Osaka’s decision to withdraw from two major tennis events due to anxiety and depression helps to fight the stigma of mental illness. When caring for patients, make space to allow them to share their experiences with you and support their practice of self-care.
Tennis champion Naomi Osaka recently decided to withdraw from the French Open and Wimbledon due to her mental health. Specifically, she reported that she’s suffered from depression and social anxiety, and that the mandatory press conferences were a major trigger of distress.
While so many people suffer from depression and anxiety, why was Osaka’s decision to withdraw and tend to her mental health so noteworthy? Here are three reasons:
1. Osaka broke the stigma.
In a world where mental health is still stigmatized and sometimes seen as a sign of weakness, Osaka’s decision sends the message that mental health is just as important as other medical conditions. We wouldn’t expect a player with an injured ankle to put pressure on it until their ankle breaks. Why would we expect someone with a vulnerability to anxiety and depression to put such pressure on their mental health?
2. She made the invisible visible.
No one can see the silent suffering individuals with mental illness sometimes endure. When a celebrity speaks about this, people listen. It’s one step toward recognizing how quickly we judge and blame without knowing someone’s struggles. Hopefully, it creates a sense of compassion toward others.
3. Osaka showed that self-care is critical.

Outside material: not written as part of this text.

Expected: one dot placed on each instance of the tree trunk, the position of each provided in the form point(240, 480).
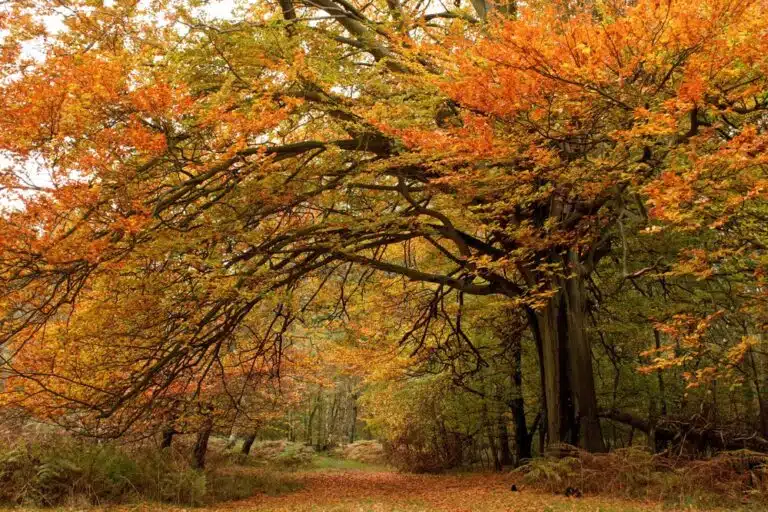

If Naomi Osaka can take time away from two major competitions in front of a world audience, perhaps we can consider taking time to care for ourselves—no matter how important our roles may be. Even mini self-care breaks can make us better clinicians, family members, friends, leaders, and team players.
Here are some basic tips for self-care (choose 1 each day):
1. Take a 3-breath break (3 deep breaths), 3 times a day.
2. Notice your senses (sight, sound, touch, smell, taste) as an approach to connect yourself with the present.
3. In the midst of a stressful event, notice the facts and drop the story (the add-on thoughts that make the situation worse).
4. Name 3 things you’re grateful for each morning or evening.
5. Pause before responding to emails, texts, conversations, and comments on social media.
6. Ask for help. You’re never alone. I promise.
This piece expresses the views solely of the author. It does not represent the views of any organization, including Johns Hopkins Medicine.